Jacques Lacan menempatkan subjek dalam relasi 'The Big Other, yaitu medan simbolik tempat hukum, makna, dan otoritas diproyeksikan. Setan, dalam banyak konfigurasi budaya, berfungsi secara struktural sebagai figur dari Big Other itu sendiri, sebuah titik jaminan bahwa bahasa memiliki otoritas, bahwa makna tidak sepenuhnya jatuh ke dalam kekacauan.
Dengan demikian, Setan sebagai konsep bukan sekadar gagasan tentang entitas 'subterranean', melainkan fungsi dalam ekonomi simbolik. Sebuah kekar penyangga keteraturan makna.

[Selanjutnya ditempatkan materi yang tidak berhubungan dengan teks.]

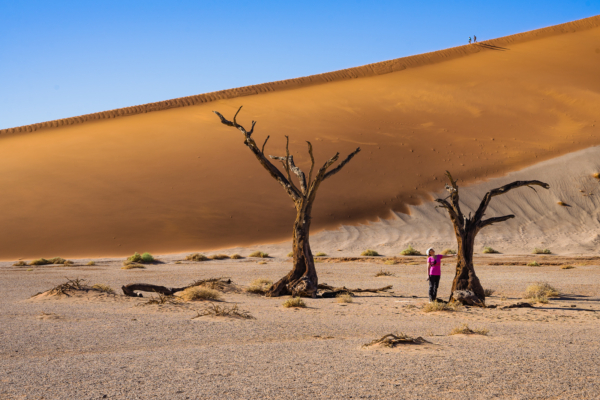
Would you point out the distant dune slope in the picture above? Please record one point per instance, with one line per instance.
(177, 180)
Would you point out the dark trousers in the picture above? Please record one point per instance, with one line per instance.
(434, 283)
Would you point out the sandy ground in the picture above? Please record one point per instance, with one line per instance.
(176, 179)
(92, 347)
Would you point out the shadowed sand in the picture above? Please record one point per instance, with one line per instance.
(177, 180)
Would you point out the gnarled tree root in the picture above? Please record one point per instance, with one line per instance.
(392, 340)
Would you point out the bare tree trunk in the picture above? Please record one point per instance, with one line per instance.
(466, 283)
(302, 279)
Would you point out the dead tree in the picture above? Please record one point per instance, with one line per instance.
(302, 279)
(465, 230)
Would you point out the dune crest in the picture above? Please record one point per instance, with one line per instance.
(379, 68)
(177, 180)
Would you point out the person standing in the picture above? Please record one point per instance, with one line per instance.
(434, 272)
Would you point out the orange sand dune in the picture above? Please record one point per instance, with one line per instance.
(175, 179)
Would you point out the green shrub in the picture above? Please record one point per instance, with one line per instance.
(369, 253)
(258, 254)
(541, 251)
(147, 258)
(410, 251)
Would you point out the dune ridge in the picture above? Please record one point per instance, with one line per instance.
(374, 69)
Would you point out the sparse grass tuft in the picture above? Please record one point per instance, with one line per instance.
(50, 261)
(439, 306)
(258, 254)
(410, 251)
(369, 253)
(344, 298)
(196, 257)
(294, 302)
(132, 265)
(216, 310)
(540, 289)
(489, 250)
(199, 293)
(260, 286)
(163, 299)
(103, 288)
(465, 330)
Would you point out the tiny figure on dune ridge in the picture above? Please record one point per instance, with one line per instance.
(434, 271)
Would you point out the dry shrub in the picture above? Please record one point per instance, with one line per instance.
(294, 302)
(541, 251)
(540, 290)
(132, 265)
(489, 250)
(465, 330)
(344, 298)
(260, 286)
(393, 340)
(439, 306)
(410, 251)
(163, 299)
(103, 288)
(70, 284)
(199, 293)
(50, 261)
(369, 253)
(196, 257)
(216, 310)
(258, 254)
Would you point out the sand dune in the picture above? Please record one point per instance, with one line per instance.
(174, 179)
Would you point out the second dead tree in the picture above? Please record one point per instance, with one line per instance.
(302, 280)
(466, 287)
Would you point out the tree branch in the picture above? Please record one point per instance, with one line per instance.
(312, 159)
(291, 190)
(342, 164)
(489, 221)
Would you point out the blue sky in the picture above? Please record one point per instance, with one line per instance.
(65, 58)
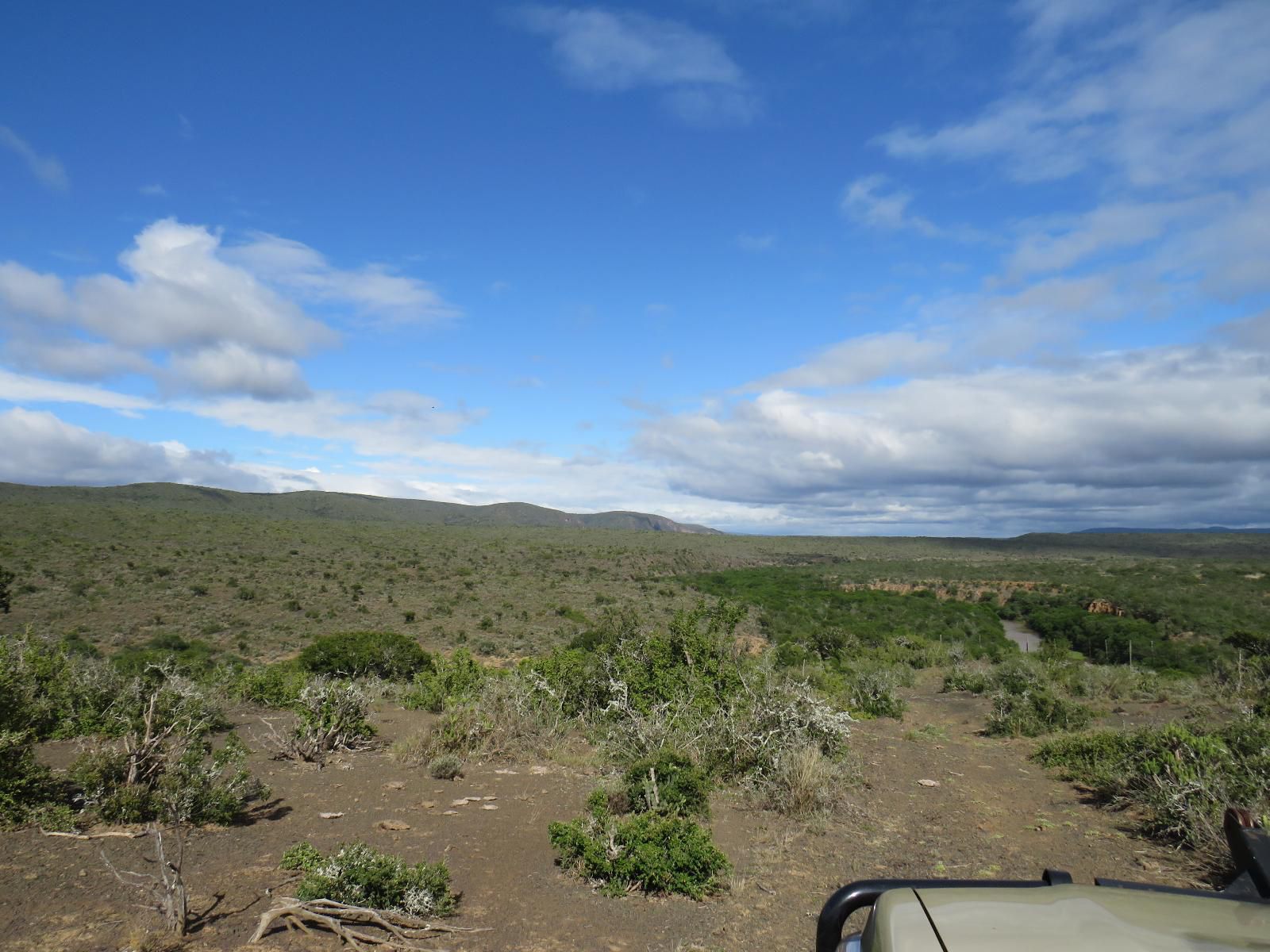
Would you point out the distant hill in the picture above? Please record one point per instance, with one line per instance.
(343, 507)
(1109, 530)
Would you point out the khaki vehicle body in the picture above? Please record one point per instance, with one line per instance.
(1060, 919)
(1053, 914)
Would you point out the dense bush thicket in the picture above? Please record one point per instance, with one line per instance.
(364, 876)
(1183, 776)
(860, 647)
(360, 654)
(806, 612)
(1030, 696)
(1145, 636)
(444, 682)
(194, 658)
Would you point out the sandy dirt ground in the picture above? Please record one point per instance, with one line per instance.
(992, 814)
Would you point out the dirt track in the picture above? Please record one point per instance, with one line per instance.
(992, 814)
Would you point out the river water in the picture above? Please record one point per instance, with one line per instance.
(1022, 635)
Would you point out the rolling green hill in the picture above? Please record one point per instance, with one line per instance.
(342, 507)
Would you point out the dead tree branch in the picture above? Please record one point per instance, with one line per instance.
(402, 930)
(165, 892)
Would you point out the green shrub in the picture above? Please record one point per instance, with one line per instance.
(668, 784)
(50, 689)
(1183, 777)
(25, 782)
(359, 654)
(967, 679)
(190, 658)
(360, 875)
(448, 681)
(651, 852)
(271, 685)
(196, 785)
(446, 767)
(330, 715)
(872, 692)
(1035, 712)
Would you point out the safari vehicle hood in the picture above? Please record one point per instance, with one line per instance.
(1064, 918)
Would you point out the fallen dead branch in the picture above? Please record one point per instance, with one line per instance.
(92, 835)
(167, 892)
(338, 917)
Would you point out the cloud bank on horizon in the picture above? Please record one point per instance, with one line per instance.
(664, 263)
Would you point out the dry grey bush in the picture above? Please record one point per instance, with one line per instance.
(332, 716)
(762, 723)
(510, 717)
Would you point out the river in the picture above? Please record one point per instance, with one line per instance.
(1022, 635)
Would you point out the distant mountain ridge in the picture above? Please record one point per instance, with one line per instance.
(1109, 530)
(346, 507)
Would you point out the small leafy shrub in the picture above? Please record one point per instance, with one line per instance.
(361, 875)
(444, 683)
(510, 717)
(194, 785)
(446, 767)
(359, 654)
(1034, 712)
(649, 852)
(668, 784)
(25, 782)
(190, 658)
(929, 731)
(271, 685)
(967, 679)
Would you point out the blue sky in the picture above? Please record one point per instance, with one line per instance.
(817, 266)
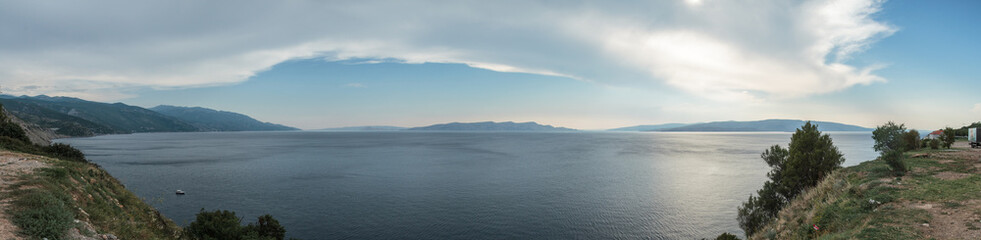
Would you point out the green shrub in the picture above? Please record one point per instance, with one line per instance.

Jika mengikuti garis pemikiran strukturalisme, bahasa tidak merepresentasikan realitas secara pasif, tetapi mengorganisasi realitas menjadi sesuatu yang dapat dikenali. Ferdinand de Saussure telah menunjukkan bahwa tanda tidak memiliki hubungan alami dengan referennya. Sebuah makna lahir dari perbedaan internal dalam sistem.
Dalam logika ini, "Setan" bukan nama yang menunjuk sesuatu di luar bahasa, tetapi posisi kosong dalam sistem tanda yang diisi oleh stabilitas diferensial tertentu: absolut, tak terbatas, liyan dan kuasa gelap. Yang disebut "Setan" adalah hasil sedimentasi historis dari operasi bahasa yang berulang.
Namun di sini muncul pergeseran penting, jika bahasa adalah mesin produksi makna, maka konsep Setan tidak dapat dipisahkan dari kondisi historis dan institusional yang menopangnya. Pusaran teks, ritual, liturgi hingga doktrin. Ia tidak berdiri di luar permainan bahasa, tetapi merupakan salah satu efek paling stabil dari permainan tersebut.
Pada tahap lebih lanjut, kritik terhadap referensialitas bahkan melampaui strukturalisme. Jean Baudrillard mengajukan bahwa dalam kondisi hiperreal, tanda tidak lagi menunjuk pada realitas, tetapi hanya pada jaringan tanda lain yang saling menguatkan.
Dalam kerangka ini, Setan tidak lagi sekadar konsep yang diproduksi oleh bahasa, tetapi simulasi yang beroperasi seolah-olah ia merujuk pada sesuatu di luar dirinya. Kehadirannya dijaga bukan oleh referensi ontologis, melainkan oleh intensitas repetisi simbolik: ritual, narasi, institusi, afeksi kolektif.
Setan pada akhirnya menjadi lebih "nyata" sebagai efek sosial daripada sebagai entitas metafisik. Ia hadir justru karena tidak dapat diverifikasi di luar sistem yang memproduksinya.
Namun reduksi total akan kehadiran Setan menjadi efek simbolik tidak sepenuhnya tanpa residu problematik. Dalam psikoanalisis Lacanian, selalu ada sesuatu yang tidak dapat disimbolkan sebagai kenyataan. Ini bukan realitas empiris, melainkan batas internal dari simbolisasi itu sendiri. Ini berkaitan dengan sesuatu yang muncul sebagai gangguan, kegagalan dan atau ketidakmungkinan artikulasi penuh.
Dalam titik ini, pengalaman religius sering ditempatkan sebagai momen afektif yang melampaui artikulasi, tetapi kemudian segera ditangkap kembali oleh bahasa dan diberi label bertajuk "Setan".